The Tribunal's decision in this case on the effect of Paragraph 15 (7) of the Fifth Schedule to the FIRS Act marks a departure from and blunts the effect of the earlier decision of the Lagos Zone of the TAT in the Multichoice case where it was held that payment of the security deposit required under Paragraph 15 (7) of the Fifth Schedule to the FIRS Act constitutes a condition precedent to the hearing of an appeal.

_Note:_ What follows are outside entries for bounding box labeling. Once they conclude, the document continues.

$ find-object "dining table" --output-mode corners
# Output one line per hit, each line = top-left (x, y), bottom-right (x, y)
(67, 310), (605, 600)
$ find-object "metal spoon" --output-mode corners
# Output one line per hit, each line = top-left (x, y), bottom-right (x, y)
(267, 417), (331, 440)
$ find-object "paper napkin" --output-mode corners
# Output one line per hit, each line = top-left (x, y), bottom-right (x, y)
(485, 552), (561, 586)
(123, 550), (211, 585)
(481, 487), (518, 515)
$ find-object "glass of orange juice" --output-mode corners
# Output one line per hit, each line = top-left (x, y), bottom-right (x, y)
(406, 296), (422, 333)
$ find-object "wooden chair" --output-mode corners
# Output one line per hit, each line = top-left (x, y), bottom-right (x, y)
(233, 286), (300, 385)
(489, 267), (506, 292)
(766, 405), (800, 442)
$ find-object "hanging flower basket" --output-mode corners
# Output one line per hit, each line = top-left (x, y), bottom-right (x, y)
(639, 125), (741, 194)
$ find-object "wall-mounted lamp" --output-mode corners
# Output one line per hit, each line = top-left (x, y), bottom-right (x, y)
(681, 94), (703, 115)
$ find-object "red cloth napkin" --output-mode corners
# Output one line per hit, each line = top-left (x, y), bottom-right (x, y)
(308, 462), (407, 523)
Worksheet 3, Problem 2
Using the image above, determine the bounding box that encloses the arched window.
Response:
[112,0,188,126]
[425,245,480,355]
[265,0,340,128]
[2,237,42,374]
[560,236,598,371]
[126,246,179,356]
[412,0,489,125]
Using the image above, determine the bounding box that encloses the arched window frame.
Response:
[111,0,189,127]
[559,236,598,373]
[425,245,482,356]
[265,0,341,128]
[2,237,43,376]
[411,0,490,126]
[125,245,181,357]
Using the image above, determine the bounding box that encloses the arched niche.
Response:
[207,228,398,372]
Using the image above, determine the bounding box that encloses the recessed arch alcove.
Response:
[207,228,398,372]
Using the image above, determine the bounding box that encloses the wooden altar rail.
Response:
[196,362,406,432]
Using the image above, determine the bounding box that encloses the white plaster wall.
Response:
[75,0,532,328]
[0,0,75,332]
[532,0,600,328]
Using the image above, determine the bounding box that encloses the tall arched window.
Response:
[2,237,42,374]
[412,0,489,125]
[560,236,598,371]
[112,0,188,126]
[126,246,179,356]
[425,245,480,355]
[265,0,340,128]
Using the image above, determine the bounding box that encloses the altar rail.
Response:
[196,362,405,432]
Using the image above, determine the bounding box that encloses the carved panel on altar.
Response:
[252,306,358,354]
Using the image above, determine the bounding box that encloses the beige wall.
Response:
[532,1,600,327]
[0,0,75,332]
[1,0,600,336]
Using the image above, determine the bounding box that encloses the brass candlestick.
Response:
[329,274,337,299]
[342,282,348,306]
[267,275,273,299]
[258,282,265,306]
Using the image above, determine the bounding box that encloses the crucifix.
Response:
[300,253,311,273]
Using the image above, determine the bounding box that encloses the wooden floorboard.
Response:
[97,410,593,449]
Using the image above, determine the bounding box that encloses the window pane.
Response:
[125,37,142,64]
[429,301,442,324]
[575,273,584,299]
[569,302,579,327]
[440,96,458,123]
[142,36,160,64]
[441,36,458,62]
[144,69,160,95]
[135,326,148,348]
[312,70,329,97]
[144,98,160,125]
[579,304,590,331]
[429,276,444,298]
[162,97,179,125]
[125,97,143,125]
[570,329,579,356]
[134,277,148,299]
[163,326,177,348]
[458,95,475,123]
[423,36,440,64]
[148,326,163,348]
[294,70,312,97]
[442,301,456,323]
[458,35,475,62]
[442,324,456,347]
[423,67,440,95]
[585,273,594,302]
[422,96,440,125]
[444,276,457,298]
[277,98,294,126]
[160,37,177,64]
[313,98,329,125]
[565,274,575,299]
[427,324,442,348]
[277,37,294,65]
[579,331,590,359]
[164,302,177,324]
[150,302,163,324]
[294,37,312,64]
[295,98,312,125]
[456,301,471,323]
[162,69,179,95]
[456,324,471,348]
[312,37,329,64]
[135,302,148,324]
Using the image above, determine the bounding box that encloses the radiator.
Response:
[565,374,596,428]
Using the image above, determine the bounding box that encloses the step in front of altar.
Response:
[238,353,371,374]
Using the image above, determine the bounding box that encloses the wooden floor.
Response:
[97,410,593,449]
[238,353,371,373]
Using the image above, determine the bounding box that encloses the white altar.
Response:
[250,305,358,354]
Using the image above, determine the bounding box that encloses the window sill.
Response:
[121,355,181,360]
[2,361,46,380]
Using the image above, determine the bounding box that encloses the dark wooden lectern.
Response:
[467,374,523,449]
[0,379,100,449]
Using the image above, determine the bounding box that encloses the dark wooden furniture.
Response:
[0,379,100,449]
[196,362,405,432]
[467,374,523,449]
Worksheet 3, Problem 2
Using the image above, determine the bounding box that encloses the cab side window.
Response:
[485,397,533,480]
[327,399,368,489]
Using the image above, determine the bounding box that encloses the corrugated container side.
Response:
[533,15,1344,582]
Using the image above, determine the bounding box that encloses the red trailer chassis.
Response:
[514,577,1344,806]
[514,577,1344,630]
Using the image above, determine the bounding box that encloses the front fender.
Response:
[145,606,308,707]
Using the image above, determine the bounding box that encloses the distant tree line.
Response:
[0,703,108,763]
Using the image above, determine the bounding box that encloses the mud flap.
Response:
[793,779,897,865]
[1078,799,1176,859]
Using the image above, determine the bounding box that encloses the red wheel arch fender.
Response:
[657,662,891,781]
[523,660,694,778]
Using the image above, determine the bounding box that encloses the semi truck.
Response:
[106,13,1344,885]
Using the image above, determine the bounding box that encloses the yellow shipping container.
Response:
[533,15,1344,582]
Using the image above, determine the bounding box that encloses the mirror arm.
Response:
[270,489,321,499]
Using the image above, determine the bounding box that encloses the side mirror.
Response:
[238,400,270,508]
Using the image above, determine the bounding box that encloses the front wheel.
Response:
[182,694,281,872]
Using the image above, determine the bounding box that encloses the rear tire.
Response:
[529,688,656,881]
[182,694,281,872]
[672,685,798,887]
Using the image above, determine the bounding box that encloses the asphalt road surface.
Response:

The provisions of Order 3 Rule 6(a) of the TAT Rules, as well as the decision of the Tribunal in the Multichoice case understandably caused some concern among taxpayers and practitioners, given their draconian effect on the right of taxpayers to file and prosecute an appeal regardless of whether any of the conditions stipulated under Paragraph 15(7) (c) of the FIRS Act is present or established in any case. The Tribunal's decision, in this case, has addressed the concern of taxpayers in this regard.

The implication of this decision is that going forward, a taxpayer who intends to challenge a tax assessment imposed by the FIRS would no longer have to worry about the burdensome requirement of payment of 50% of the disputed tax under Order 3 Rule 6 (a) of the TAT Rules. Furthermore, where the FIRS or any taxing authority wishes to rely on Paragraph 15(7)(c) of the Fifth Schedule to the FIRS Act to urge the TAT to mandate an aggrieved taxpayer to pay deposit as security for prosecuting the appeal, such order can no longer be made by the TAT as a matter of course as suggested by the decision in the Multichoice case. FIRS must prove the existence of the conditions stipulated in Paragraph 15(7)(c) of the Fifth Schedule to the FIRS Act before an appellant can be ordered to pay a deposit as security for prosecuting an appeal.

Footnotes

1. In Appeal No. TAT/SEZ/012/2021: Emenite Limited vs. Federal Inland Revenue Service. Udo Udoma & Belo-Osagie acted for Emenite Limited.

2. Unreported decision of the TAT, Lagos Zone in Appeal No. TAT/LZ/CIT/062/2021: Multichoice Nigeria Limited v. FIRS delivered on 24th August 2021

The content of this article is intended to provide a general guide to the subject matter. Specialist advice should be sought about your specific circumstances.